Old unit history: 18 y.o. R-22 Trane HP 10 SEER unit had a connector go out in Jan 2010 & then the compressor in the Summer; no history of leaks or other issues. 
Looking at system replacement - recommending Carrier Comfort 15 SEER Puron (25HCC) HP System w/ variable speed air handler (FV4C).
The issue concerns the copper lines connecting the outside-inside (split) units and the potential of acid contamination.
The local Carrier dealers have different recommendations: some want to replace the copper lines; the others claims that proper flushing will do the job.
Of course, new lines would be the optimal choice, but...
*Assuming the flush/vacuum procedure is done correctly, is that a reasonable option to be considered?*
*If the flush is not adequate, what is the liklihood that the type of problem that may be involved with re-using the existing lines would present in the first year (typical labor warranty period)?* 
Thanks for your advice!
Freeman


----------



## Biesac (Dec 9, 2010)

I would try and run new copper whenever possible.
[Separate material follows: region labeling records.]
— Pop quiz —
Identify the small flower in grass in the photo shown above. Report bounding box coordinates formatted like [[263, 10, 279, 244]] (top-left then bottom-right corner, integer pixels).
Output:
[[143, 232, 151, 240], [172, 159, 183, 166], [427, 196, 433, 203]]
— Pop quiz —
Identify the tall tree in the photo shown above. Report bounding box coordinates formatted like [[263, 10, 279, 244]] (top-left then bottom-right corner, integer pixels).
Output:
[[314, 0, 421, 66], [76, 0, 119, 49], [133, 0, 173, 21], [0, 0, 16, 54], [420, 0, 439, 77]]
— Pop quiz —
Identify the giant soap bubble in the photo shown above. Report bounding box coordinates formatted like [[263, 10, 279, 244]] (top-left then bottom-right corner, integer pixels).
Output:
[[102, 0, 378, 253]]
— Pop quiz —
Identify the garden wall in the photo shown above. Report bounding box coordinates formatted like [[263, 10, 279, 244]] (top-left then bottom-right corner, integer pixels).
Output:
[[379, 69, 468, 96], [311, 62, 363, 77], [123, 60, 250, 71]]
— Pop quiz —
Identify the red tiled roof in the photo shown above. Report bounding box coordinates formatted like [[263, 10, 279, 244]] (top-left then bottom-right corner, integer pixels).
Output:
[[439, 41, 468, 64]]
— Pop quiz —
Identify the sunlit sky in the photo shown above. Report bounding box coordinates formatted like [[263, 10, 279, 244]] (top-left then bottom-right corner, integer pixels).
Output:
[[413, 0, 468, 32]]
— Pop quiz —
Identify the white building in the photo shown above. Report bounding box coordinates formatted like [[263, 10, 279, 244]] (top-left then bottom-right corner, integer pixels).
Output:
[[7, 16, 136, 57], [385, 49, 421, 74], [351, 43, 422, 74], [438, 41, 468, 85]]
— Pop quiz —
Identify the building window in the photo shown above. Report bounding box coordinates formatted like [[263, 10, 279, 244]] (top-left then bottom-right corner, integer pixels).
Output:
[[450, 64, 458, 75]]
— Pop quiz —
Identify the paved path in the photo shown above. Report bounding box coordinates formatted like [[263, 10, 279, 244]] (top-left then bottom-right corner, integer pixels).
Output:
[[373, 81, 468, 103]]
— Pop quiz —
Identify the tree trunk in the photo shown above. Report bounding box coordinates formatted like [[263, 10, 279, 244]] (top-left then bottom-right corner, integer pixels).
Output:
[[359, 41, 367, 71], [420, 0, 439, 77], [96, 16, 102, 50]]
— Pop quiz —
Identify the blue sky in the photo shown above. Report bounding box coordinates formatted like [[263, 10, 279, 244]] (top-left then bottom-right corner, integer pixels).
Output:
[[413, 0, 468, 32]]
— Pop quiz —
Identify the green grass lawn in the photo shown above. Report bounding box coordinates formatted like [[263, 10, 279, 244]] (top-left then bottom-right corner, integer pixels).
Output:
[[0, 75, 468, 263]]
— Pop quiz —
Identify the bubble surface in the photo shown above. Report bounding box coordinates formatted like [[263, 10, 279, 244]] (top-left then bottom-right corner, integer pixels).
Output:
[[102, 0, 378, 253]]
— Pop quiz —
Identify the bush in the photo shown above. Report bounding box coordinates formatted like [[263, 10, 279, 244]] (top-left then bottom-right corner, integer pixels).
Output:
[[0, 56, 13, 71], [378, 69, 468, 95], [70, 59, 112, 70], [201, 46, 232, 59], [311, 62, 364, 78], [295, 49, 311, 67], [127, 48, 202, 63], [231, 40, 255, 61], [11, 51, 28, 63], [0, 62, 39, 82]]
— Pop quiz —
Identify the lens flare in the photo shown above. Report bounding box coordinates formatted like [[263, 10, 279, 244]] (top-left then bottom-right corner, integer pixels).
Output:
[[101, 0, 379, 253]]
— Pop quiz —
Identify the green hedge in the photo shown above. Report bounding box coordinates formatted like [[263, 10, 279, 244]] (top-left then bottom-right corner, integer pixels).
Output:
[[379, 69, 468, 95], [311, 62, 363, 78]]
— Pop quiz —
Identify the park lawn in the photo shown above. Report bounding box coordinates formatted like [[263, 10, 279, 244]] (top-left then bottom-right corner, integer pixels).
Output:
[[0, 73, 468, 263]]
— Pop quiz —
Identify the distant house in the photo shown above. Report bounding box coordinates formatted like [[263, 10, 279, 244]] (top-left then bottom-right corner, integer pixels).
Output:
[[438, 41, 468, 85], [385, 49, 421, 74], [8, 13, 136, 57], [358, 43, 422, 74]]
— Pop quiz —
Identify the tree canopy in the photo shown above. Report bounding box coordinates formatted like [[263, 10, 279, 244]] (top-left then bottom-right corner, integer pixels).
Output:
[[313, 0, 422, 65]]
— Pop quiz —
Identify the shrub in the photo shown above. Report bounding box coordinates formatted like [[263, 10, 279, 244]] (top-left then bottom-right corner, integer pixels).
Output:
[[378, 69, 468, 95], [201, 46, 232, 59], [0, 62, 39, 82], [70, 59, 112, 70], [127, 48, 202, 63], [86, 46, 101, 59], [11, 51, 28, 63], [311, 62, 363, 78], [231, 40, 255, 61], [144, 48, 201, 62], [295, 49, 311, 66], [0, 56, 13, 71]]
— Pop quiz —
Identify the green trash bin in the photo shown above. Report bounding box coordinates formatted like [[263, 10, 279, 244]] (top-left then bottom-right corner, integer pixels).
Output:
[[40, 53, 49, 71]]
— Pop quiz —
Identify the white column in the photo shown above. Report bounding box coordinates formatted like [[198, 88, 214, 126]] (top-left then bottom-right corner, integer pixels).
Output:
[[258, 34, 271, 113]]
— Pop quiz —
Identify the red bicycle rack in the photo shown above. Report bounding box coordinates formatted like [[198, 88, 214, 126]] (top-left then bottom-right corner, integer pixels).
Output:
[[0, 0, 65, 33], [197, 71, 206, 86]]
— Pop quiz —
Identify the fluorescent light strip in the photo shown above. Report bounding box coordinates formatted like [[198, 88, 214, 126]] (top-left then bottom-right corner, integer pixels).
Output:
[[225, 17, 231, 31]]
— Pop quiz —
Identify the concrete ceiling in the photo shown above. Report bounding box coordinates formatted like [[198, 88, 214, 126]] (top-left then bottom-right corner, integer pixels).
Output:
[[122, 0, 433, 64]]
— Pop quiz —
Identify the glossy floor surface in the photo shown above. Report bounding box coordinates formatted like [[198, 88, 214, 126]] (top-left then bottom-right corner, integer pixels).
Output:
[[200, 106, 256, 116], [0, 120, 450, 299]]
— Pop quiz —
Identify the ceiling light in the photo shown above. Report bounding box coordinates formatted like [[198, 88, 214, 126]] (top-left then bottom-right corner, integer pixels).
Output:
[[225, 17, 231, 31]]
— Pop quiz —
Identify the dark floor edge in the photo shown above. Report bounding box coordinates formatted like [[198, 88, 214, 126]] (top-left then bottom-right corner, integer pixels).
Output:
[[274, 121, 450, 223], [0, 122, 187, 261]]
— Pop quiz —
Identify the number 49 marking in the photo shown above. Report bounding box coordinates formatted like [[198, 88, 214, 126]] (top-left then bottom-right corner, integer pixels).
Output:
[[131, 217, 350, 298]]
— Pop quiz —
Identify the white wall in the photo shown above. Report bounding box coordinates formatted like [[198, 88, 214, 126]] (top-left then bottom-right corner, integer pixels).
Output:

Poe oil is acid based and very sensitive to moisture. The supply houses and distributors will tell you different options but I am here to tell you that I have worked with 404a for almost 10 years and when moisture is present it will eat copper, rubber, shredder stems, etc. The only time I would flush is when I absolutely positively could not run new line set, condos etc. I personally do not understand why the 410a units do not have service valves instead of shredders because of the higher pressures and the possibility of leaks. Anyway hope this helps!


----------



## JosefMiller (Dec 9, 2010)

The supply houses and distributors will tell you different options but I am here to tell you that I have worked with 404a for almost 10 years and when moisture is present it will eat copper, rubber, shredder stems, etc.


----------



## freeman (Dec 7, 2010)

*Thanks!*

Thanks for the quick responses & sound advice.


----------



## Biesac (Dec 9, 2010)

Hope this info helped, Merry Christmas!


----------



## repj2y (Dec 31, 2010)

*Flushing*

I would agree with the other comments ! But; I would install a flared
liquid line filter/drier. Installed that in the line-set outside. I've received
alot of feed-back from various sources, on; installing that near the
Air Handler ! My total concern is the scale in the original line set from
the person who brazed it on installation ! Not using nitrogen or another
inert gas while brazing. The new blends including 404A & 410A along with the oil blends are still cleaning the old line sets. I've found alot
of new customers with restrictions on year old equipment ! Had to
clean orifices and TXV's. I would changed out the drier again in
a couple of months. Of course; inform your customer of the additional
cost. You'll keep that customer all the time !


----------